Re the comment above, PvE combat is a relatively small part of the game and certainly an unsophisticated one compared to other MMOs. Monsters are there to be killed quickly in large numbers with ferocious attacks. Someone described it as you playing the raid boss as far as the monsters are concerned and that’s certainly been my experience so far (Level 16).
Almost nothing in BDO works like a “normal” MMO though. Quests aren’t for leveling up, for one thing. You can do quests by the hundred (and there seem to be thousands) and barely level up at all. They are more like faction or reputation quests, when they aren’t disguised tutorials.
I spent the last hour just running through the countryside opening up new areas. The world is HUGE. And immensely detailed, in a quasi-realistic way, which means there’s a lot of wild countryside between the settled areas. It’s a true explorer’s dream though. I remain to be convinced there’s a game in there but with a world so extravagantly brought to life I’m not sure there needs to be.
@Maeve — Well that means if/when it comes to Steam I should be able to play it easily from the sofa!
@Gwyn — Have you checked out what seems to be almost an economic strategy game layer? I keep reading about people setting up trade routes and stuff. That’s what intrigues me; that and just exploring.
Which leads to @bhagpuss: Like you, I can lose myself just exploring a world.

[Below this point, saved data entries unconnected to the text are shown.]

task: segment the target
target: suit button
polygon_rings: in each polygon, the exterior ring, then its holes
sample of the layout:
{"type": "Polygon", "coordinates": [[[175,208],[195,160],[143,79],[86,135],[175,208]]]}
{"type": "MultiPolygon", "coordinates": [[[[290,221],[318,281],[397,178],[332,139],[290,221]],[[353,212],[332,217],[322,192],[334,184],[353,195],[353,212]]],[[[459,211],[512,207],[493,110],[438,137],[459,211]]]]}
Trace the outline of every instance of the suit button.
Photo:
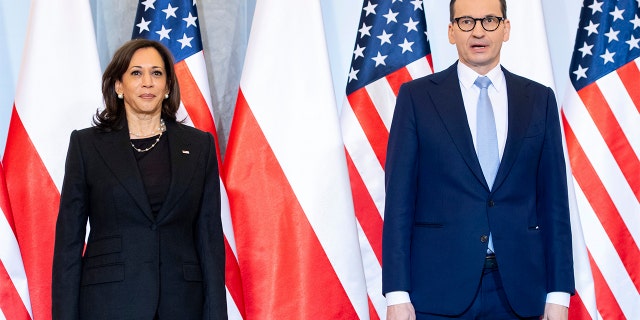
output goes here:
{"type": "Polygon", "coordinates": [[[156,231],[156,229],[158,229],[158,226],[154,223],[151,225],[151,230],[156,231]]]}
{"type": "Polygon", "coordinates": [[[487,241],[489,241],[489,237],[488,236],[486,236],[486,235],[480,236],[480,242],[486,243],[487,241]]]}
{"type": "Polygon", "coordinates": [[[496,205],[495,202],[493,202],[493,200],[489,200],[489,202],[487,202],[487,205],[489,206],[489,208],[493,207],[496,205]]]}

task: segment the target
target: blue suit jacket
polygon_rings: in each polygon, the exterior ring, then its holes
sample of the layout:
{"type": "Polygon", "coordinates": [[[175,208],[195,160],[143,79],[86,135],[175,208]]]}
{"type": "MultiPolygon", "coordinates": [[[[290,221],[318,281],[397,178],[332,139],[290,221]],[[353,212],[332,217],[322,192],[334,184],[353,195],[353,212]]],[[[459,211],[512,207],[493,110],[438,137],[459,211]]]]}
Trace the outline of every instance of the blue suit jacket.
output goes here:
{"type": "Polygon", "coordinates": [[[418,312],[472,302],[491,232],[504,289],[521,316],[574,292],[565,162],[553,91],[503,68],[508,136],[493,191],[473,146],[457,64],[404,84],[389,135],[383,291],[418,312]]]}

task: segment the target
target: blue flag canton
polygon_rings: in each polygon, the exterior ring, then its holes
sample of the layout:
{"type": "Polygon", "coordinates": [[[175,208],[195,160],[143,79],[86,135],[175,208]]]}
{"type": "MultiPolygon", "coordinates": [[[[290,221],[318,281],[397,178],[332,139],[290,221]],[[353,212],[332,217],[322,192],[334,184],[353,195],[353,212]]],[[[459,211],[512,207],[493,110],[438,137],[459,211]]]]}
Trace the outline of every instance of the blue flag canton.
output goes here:
{"type": "Polygon", "coordinates": [[[640,56],[639,0],[585,0],[571,59],[580,90],[640,56]]]}
{"type": "Polygon", "coordinates": [[[141,0],[134,24],[132,39],[160,41],[175,62],[202,51],[195,0],[141,0]]]}
{"type": "Polygon", "coordinates": [[[364,0],[347,95],[430,54],[422,0],[364,0]]]}

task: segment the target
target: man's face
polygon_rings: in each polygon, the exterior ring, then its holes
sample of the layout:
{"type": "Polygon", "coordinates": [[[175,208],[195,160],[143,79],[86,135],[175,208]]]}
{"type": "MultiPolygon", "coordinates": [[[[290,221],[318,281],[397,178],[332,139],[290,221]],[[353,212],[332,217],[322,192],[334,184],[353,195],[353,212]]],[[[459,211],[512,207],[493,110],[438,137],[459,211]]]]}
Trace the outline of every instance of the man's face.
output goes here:
{"type": "MultiPolygon", "coordinates": [[[[499,0],[457,0],[453,9],[454,18],[502,17],[499,0]]],[[[476,21],[475,28],[465,32],[453,21],[449,24],[449,42],[456,45],[460,62],[484,75],[500,62],[500,49],[509,40],[510,27],[505,19],[495,31],[486,31],[481,21],[476,21]]]]}

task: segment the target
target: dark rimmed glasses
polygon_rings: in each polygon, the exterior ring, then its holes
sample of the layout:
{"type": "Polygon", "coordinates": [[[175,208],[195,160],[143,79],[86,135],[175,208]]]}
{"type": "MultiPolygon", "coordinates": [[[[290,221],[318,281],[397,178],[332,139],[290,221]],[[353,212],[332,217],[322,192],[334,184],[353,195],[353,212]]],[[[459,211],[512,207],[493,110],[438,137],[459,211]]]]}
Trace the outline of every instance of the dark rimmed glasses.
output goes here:
{"type": "Polygon", "coordinates": [[[498,29],[498,27],[500,26],[500,22],[502,22],[504,18],[494,17],[494,16],[487,16],[484,18],[473,18],[473,17],[464,16],[464,17],[454,18],[453,20],[458,25],[458,28],[460,28],[460,30],[464,32],[469,32],[473,30],[476,27],[476,21],[480,21],[480,25],[482,25],[482,28],[484,30],[496,31],[496,29],[498,29]]]}

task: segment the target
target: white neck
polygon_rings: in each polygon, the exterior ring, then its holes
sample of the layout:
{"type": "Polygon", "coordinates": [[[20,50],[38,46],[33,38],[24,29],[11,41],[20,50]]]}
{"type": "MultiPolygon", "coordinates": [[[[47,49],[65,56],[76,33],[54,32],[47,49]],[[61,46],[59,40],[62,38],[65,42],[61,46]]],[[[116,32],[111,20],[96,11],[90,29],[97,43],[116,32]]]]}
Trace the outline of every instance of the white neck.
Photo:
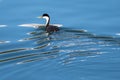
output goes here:
{"type": "Polygon", "coordinates": [[[43,18],[44,18],[44,19],[46,19],[46,24],[45,24],[45,25],[47,25],[47,24],[48,24],[48,22],[49,22],[49,17],[44,16],[43,18]]]}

So I have this vision of setting up my NPCs to do work while I travel the countryside seeing the sights and opening new trade routes!
Maybe some day…
No, I really barely scratched the surface and just can’t get into it enough to get to the meat, I guess. Maybe if I were a native mouse-look type person, I’d be less annoyed with the mechanics. Maybe Witcher 3 being my most recent game has spoiled me for games without a good story. Maybe I’m just outgrowing gaming? Gasp, the horror! But might be true — I’ve spent more (happy) hours the past couple days planning my next road trip than I have in a game.
I have a friend with the same outlook as you, he simply cannot play games on his PC anymore, since he considers it his ‘work machine’. Now he plays solely games on consoles, when he needs a break from his computer. Which I find completely perplexing, since both the PC and the console are in the same room, only a couple of meters away from each other, and in both cases you end up staring at a screen for hours.
I really don’t get console gaming, except maybe being forced into it by exclusive titles…
@Tithian — Well I can’t speak for your friend of course, but in my case the consoles are downstairs in the living room and the work/gaming PC is upstairs in my office. When you work from home, you sit in your chair for 8+ hours/day. You don’t get up and go over to a colleague’s desk to talk over a problem, you don’t get up and go to a meeting. Everything you do, you do sitting in that one spot. No one should spend more than 40-50 hours/week with their ass in a single chair!! LOL
But even aside from that, you start to mentally associate being at that PC with being at work. So when I sit down to that computer without even thinking I check in on work email, check in with slack, check in with our project tracking software. And if there’s a problem I’ll either start working on it, or tell myself “The heck with it, I’m off the clock!” and try to ignore it but it’ll be sitting in the back of my brain tormenting me until I go and fix it.
If I had the space to set up a desk with a ‘work machine’ and another desk with a ‘gaming machine’ I don’t think it’d be an issue. My gaming machine wouldn’t have the tools I need to do work. I wouldn’t have the work email account logged in on it. Stuff like that. If I had the space for that I think I could still enjoy PC gaming.